Pluto moon, Styx, taken by New Horizons
This Long Range Reconnaissance Imager (LORRI) composite image of Pluto’s smallest moon, Styx, was taken July 14, 2015, when the New Horizons spacecraft was 391,000 miles (631,000 kilometers) from the tiny moon. The image reveals a highly-elongated satellite, roughly 4.5 miles [7 kilometers] across in its longest dimension and 3 miles [5 kilometers] in its shortest dimension. For context, the orbits of Pluto’s moons are shown above.

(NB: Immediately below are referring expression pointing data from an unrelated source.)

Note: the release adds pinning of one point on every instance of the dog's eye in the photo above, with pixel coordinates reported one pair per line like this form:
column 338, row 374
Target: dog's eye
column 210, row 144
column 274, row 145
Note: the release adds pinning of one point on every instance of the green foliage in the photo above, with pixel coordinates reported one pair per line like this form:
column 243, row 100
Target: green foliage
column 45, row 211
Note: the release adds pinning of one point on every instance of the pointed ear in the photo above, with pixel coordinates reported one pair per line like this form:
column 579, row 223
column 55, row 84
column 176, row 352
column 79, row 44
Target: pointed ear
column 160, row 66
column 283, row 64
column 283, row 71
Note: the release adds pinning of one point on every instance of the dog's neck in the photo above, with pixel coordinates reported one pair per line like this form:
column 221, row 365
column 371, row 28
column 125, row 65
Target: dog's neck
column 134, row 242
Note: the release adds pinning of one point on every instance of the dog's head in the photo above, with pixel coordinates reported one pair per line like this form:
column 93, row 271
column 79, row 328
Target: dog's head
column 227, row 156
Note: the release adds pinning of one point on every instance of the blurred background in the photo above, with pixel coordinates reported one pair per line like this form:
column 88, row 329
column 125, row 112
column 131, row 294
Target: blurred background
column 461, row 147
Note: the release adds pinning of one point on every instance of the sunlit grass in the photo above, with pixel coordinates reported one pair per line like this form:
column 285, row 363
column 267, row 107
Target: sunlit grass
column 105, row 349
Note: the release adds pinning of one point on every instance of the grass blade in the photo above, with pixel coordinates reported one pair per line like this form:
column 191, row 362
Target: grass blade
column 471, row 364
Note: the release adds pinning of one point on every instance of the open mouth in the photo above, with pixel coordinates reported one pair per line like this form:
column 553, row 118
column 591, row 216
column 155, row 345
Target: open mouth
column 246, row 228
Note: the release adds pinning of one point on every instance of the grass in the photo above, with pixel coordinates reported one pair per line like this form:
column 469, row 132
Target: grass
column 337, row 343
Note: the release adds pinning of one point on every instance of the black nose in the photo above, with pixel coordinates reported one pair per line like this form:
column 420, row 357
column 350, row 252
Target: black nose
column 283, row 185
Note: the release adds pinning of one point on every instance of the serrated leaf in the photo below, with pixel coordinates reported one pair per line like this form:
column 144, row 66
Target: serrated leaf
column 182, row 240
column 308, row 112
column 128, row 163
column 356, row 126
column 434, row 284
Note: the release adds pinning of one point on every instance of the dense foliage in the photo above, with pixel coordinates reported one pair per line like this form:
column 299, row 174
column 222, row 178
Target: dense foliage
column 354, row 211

Styx was discovered on June 26, 2012 by a large team led by Mark Showalter using the Hubble Space Telescope.

In Depth

Pluto’s tiny moon Styx was uncovered in a Hubble survey searching for potential hazards in advance of the July 2015 New Horizons spacecraft Pluto flyby.

Styx and Stern
Styx band members are intrigued by the latest images of the Pluto system from New Horizons.
NASA/Joel Kowsky

It is intriguing that such a small planet can have such a complex collection of satellites. The discovery provides additional clues for unraveling how the Pluto system formed and evolved. The favored theory is that all the moons are relics of a collision between Pluto and another large Kuiper Belt Object billions of years ago.

The moon is estimated to be 6 to 15 miles (10 to 24 kilometers) across. It is in a 58,000 mile (93,000 kilometer) diameter circular orbit around Pluto that is assumed to be on the same plane with the other satellites in the system.

How Styx Got Its Name

Originally designated S/2012 (134340) 1 (and sometime referred to as P5), Styx is named for the mythological river that separates the world of the living from the realm of the dead. All of Pluto's moons are named for mythological figures associated with the underworld, a naming conventions started by 11-year-old Venetia Burney in 1930.